# Sally Donovan no matter what ....



## Rayofsunshine (Jul 28, 2013)

Hi ladies 
So Ive nearly finished reading this book and have actually found it quite upsetting! Its broken my adoption bubble and almost made me see the darker side of adoption. And made me even question is this still for me? 

Did anyone else feel this way? 

I do still want to adopt but I feel like this book has made me shy away even more from wanting to adopt an older child! And also how hard it would be to adopt a sibling group! 

Ray xx


----------



## becs40 (Apr 9, 2013)

I found it a really good book. I think I'd read it after we'd done a lot of our prep training so the bubble was probably already burst although to be honest I'm not sure any of it was a great shock so not sure if I was in the bubble in the first place.
I think also although her story is not uncommon there are plenty of adopters out there that, yes, have problems but nothing like the extent of theirs. I think also bear in mind that this was a number of years ago and we're much more aware of these issues and hopefully can find the right support.
For be the overwhelming thing that it brought home to me was no natter how trying, how difficult things were, they were a family and they had joy from that as well as the hard times. I haven't  read her next book yet but I really want to.


----------



## GoofyGirl (Apr 1, 2013)

Hi
I enjoyed the book but yes it does highlight how tough things can and will be at first.

A close relative of mine adopted siblings and can relate to a lot of things in the book, but is totally happy with her children and wouldn't change things at all. But her eldest doesn't have the extent of anger that Sally's son had. 
Me n DH saw first hand how hard it is from my relative but are still going for siblings, although yes younger than Sally's eldest.

One thing to bear in mind is how differently the boy and girl had been treated in their birth family, I don't think it was in their best interest to be placed together. He needed a single placement imho. 
When you choose siblings you do have to think about whether they are being placed together for the right reasons, or whether it's some romantic notion of keeping them together to all costs. Luckily for us we have the experiences of Sally (and for me my relative) to help us.
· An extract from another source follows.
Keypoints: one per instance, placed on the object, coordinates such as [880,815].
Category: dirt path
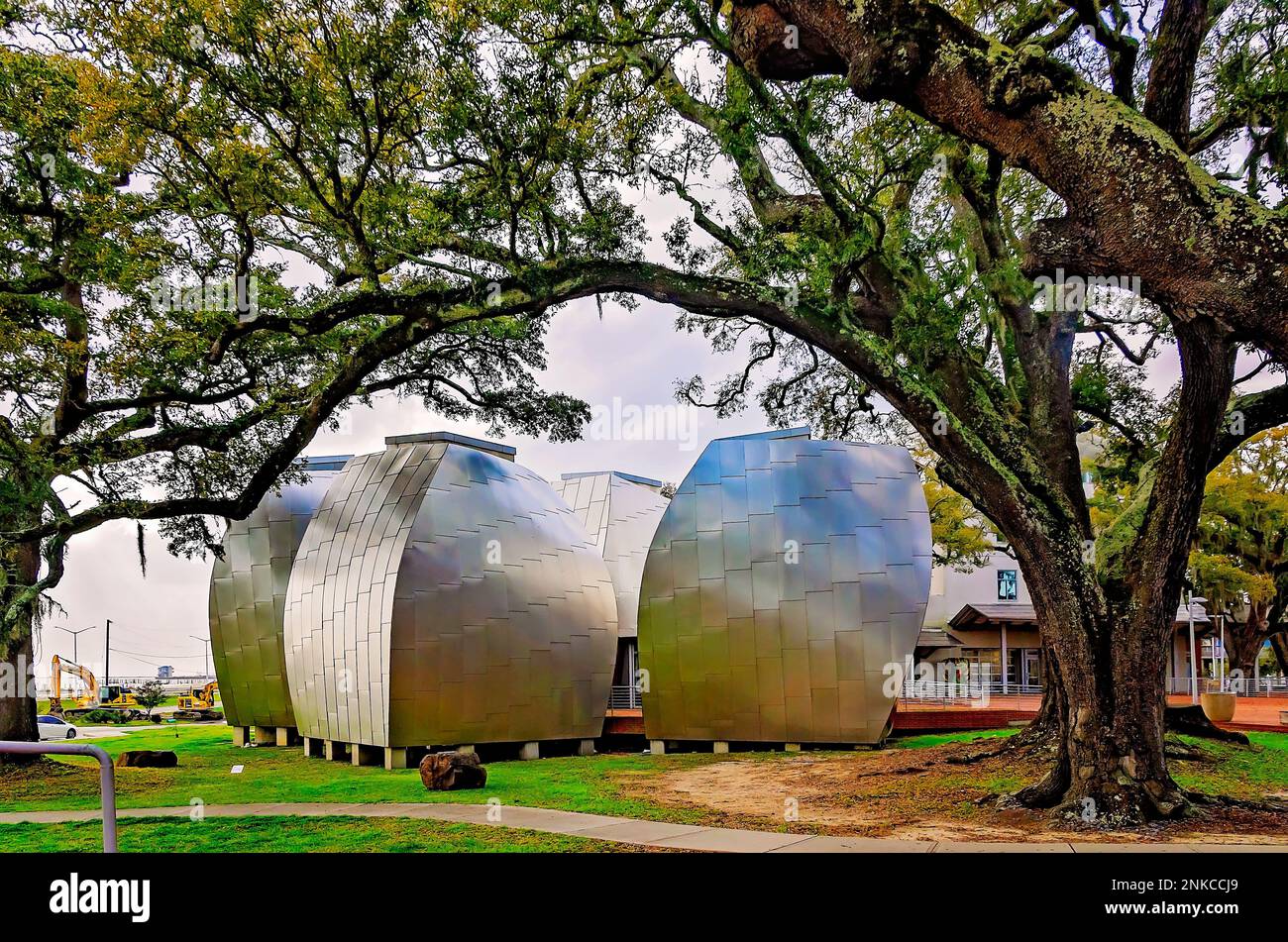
[910,794]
My families' two were definitely better together. But Sally's son I think would have been much better given a single placement.

It has been a while since I read it but that was my thought on it at the time.
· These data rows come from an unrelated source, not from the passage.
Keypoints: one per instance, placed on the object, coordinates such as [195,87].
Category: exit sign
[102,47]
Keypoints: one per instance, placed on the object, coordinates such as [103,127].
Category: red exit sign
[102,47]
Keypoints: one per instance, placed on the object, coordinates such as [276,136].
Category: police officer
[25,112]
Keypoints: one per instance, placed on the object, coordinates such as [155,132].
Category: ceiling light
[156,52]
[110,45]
I follow Sally on ******* (loosely, I'm not a ******* type really) and she is certainly very proud of her children. She doesn't seem at all unhappy to me, in fact quite the opposite. But she has written a blog about siblings and how they are sometimes being placed together for wrong reasons.
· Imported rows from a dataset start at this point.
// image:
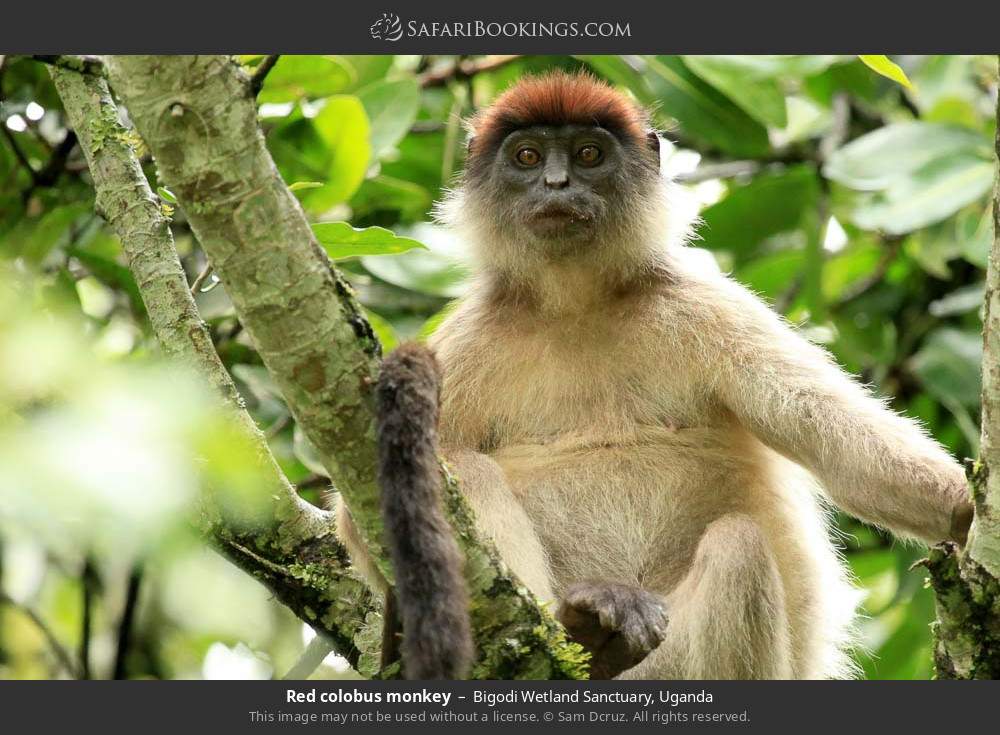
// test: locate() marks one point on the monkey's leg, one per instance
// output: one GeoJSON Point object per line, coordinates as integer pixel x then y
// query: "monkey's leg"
{"type": "Point", "coordinates": [501, 516]}
{"type": "Point", "coordinates": [728, 618]}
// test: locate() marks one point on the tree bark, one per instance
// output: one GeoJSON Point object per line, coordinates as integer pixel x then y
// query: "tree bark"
{"type": "Point", "coordinates": [967, 582]}
{"type": "Point", "coordinates": [292, 550]}
{"type": "Point", "coordinates": [199, 118]}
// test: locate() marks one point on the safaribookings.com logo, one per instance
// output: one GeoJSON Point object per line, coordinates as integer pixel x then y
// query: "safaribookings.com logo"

Adoption is / can be hard, I would imagine most would say it's harder than having birth children, but the rewards can really outweigh it. 
I read an article recently, here is the link,

http://www.telegraph.co.uk/health/healthnews/10021173/How-adoption-for-IVF-couples-could-lead-to-a-happier-life.html

that says adoptive parents are happier people because they are resilient and appreciate their families more.

I do sometimes wonder when the day will come that things are easier for us for a change and doubt this will be, but wouldn't change it.

Maybe I'll change my mind after LOs come home  hopefully not.

GG xxxx

/links


----------



## GoofyGirl (Apr 1, 2013)

P.S. Ray 
Sally has a new book out, The Unofficial Guide to Adoptive Parenting (or something similar, I'm out n book is at home) 
I've started reading it and find it much more upbeat, especially a few pages or so in. 
What's clear is how much the children love their parents and obviously vice versa.


----------